That is the general flow. Sometimes I might go reverse and find the pointers (they are usually at the start of the file after all, or in a similar named file in the same directory/one up from it -- rare for text, unremarkable for archive files) and then match that to the text before finding the text.
Text usually ends fairly obviously -- if the text is between certain values then the end of text tends to be something not otherwise seen like 00 or some obvious end of line/screen/exchange*. Get a list of locations of those (find all in a hex editor) and compare it to the things at the start of the file (possibly having been flipped depending upon the system -- most consoles not doing PC style endianess so flips tend to be warranted). If they line up exactly (or -1 as end of line is actually not start of new one, just the value before) then great, if they are some distance away then probably an offset, if they differ every time by a fixed amount (that is to say the difference between the difference is the same) then probably a relative pointer (take pointer location, add data from that location, that equals final pointer. Appears convoluted but on older systems they often were relative. Outside those systems then today you will tend to find that most in compression -- it is called sliding window for a reason).
*pointers can be used to start a new line, some games will do one for something that appears in a text box, others will use a single pointer for a whole exchange/section of text.
Main exception on newer things with file systems being if text is housed in the binary that gets stuck in RAM on boot (or some kind of overlay/dynamically loaded affair) then the pointers may actually be memory addresses as the system would see it rather than anything file level.
"look for empty space" varies with the system.

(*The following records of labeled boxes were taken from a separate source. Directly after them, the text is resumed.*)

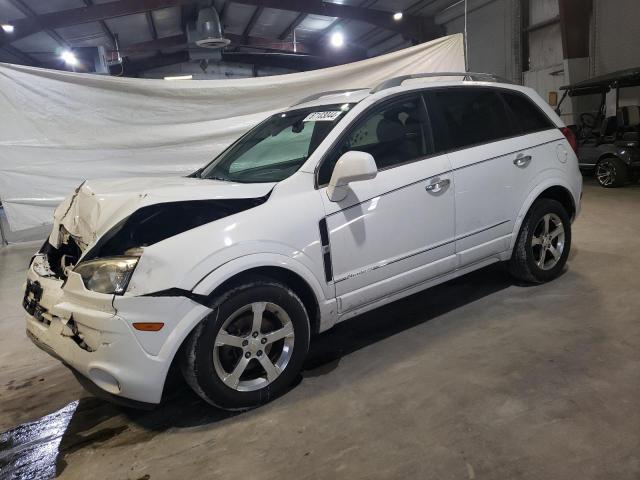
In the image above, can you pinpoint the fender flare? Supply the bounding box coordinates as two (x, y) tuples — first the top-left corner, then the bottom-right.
(192, 252), (327, 304)
(152, 253), (337, 386)
(509, 178), (579, 252)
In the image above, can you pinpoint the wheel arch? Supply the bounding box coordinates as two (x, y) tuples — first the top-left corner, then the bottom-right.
(208, 265), (321, 333)
(509, 183), (577, 252)
(160, 255), (335, 398)
(594, 152), (630, 167)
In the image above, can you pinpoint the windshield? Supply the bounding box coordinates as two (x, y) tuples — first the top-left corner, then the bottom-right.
(199, 103), (353, 183)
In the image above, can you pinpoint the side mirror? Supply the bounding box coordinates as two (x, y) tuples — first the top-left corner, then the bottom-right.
(327, 150), (378, 202)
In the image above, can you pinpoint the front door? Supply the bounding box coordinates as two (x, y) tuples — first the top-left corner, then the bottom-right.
(319, 94), (456, 313)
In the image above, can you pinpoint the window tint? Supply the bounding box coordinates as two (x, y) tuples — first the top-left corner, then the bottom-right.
(318, 95), (433, 185)
(500, 90), (554, 134)
(425, 87), (514, 152)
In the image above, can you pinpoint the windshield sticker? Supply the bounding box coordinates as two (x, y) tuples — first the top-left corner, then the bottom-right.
(303, 110), (343, 122)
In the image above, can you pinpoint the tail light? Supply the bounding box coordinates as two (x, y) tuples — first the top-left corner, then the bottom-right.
(560, 127), (578, 153)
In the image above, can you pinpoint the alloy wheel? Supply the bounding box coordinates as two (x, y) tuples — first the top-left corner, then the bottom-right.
(213, 302), (295, 392)
(531, 213), (565, 270)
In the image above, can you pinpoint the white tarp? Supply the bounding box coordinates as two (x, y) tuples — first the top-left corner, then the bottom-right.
(0, 34), (464, 231)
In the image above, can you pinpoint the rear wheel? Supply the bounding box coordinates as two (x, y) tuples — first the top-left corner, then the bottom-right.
(181, 280), (309, 410)
(509, 198), (571, 283)
(595, 157), (629, 188)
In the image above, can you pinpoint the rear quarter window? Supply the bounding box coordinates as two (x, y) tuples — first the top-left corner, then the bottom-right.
(500, 90), (555, 135)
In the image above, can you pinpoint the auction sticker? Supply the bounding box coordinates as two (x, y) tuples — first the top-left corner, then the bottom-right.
(303, 110), (344, 122)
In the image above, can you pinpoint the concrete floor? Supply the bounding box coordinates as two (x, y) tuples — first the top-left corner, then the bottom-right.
(0, 180), (640, 480)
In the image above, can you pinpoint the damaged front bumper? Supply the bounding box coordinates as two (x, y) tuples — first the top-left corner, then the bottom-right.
(23, 255), (211, 404)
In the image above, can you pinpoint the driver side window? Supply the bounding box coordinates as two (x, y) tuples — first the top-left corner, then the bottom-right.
(318, 94), (433, 185)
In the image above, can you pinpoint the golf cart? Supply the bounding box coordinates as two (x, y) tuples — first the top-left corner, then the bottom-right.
(556, 67), (640, 188)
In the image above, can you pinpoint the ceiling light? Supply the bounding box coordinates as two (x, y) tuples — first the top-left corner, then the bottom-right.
(164, 75), (193, 80)
(60, 50), (78, 67)
(331, 32), (344, 48)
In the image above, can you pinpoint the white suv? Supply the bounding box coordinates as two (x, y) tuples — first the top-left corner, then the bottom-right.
(23, 73), (582, 409)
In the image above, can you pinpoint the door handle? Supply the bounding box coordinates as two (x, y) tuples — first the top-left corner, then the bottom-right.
(513, 154), (531, 167)
(424, 178), (451, 193)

For something file system based like the PS2 then while you don't have infinite space you can usually just add onto the file.

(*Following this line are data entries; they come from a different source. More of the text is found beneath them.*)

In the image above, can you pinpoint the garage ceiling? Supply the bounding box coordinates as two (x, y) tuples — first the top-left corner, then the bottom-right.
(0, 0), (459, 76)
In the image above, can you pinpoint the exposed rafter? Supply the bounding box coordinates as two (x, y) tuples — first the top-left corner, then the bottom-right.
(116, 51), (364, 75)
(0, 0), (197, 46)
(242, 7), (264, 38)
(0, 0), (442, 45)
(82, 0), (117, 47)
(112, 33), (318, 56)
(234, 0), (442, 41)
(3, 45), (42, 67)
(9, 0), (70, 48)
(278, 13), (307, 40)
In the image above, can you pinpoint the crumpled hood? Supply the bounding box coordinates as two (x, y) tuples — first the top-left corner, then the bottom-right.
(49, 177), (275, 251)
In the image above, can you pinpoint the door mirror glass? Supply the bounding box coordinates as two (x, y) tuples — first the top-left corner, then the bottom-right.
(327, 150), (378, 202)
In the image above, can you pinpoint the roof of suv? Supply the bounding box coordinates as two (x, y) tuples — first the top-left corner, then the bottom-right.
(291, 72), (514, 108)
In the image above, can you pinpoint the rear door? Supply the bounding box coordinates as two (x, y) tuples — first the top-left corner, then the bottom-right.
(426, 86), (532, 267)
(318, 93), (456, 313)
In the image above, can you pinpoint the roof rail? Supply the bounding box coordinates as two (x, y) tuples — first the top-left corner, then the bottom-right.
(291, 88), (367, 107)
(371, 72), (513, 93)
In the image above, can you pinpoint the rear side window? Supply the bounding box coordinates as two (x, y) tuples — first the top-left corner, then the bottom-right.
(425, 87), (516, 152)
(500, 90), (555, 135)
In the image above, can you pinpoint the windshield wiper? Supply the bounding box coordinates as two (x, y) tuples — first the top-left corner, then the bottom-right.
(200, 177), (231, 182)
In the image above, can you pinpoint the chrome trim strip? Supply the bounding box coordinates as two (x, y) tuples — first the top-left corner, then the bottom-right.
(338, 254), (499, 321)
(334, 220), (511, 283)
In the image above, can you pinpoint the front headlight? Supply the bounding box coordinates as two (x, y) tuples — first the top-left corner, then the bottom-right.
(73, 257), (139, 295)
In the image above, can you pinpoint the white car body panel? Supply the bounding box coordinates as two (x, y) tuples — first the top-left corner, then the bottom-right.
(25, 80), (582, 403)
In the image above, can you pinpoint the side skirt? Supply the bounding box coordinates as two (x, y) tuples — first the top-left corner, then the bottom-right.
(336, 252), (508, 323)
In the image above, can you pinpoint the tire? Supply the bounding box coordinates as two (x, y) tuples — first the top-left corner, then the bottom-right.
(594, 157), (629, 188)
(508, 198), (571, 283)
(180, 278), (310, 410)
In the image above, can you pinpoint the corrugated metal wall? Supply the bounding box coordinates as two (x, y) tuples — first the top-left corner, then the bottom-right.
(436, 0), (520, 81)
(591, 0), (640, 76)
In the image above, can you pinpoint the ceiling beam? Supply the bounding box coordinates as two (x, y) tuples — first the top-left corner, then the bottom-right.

For something like the GBA where it is all one big blob but all visible in memory all the time then you usually have the rest of the 32 megabytes to play with (other than Mother 3 and a few literal videos you will have lots to play with).
For something like the NES where there is bankswitching to handle you get to find space on the same bank, or deal with swapping it.
Hopefully you have not got a length or scripting type setup (would be rare on the PS2 but not impossible).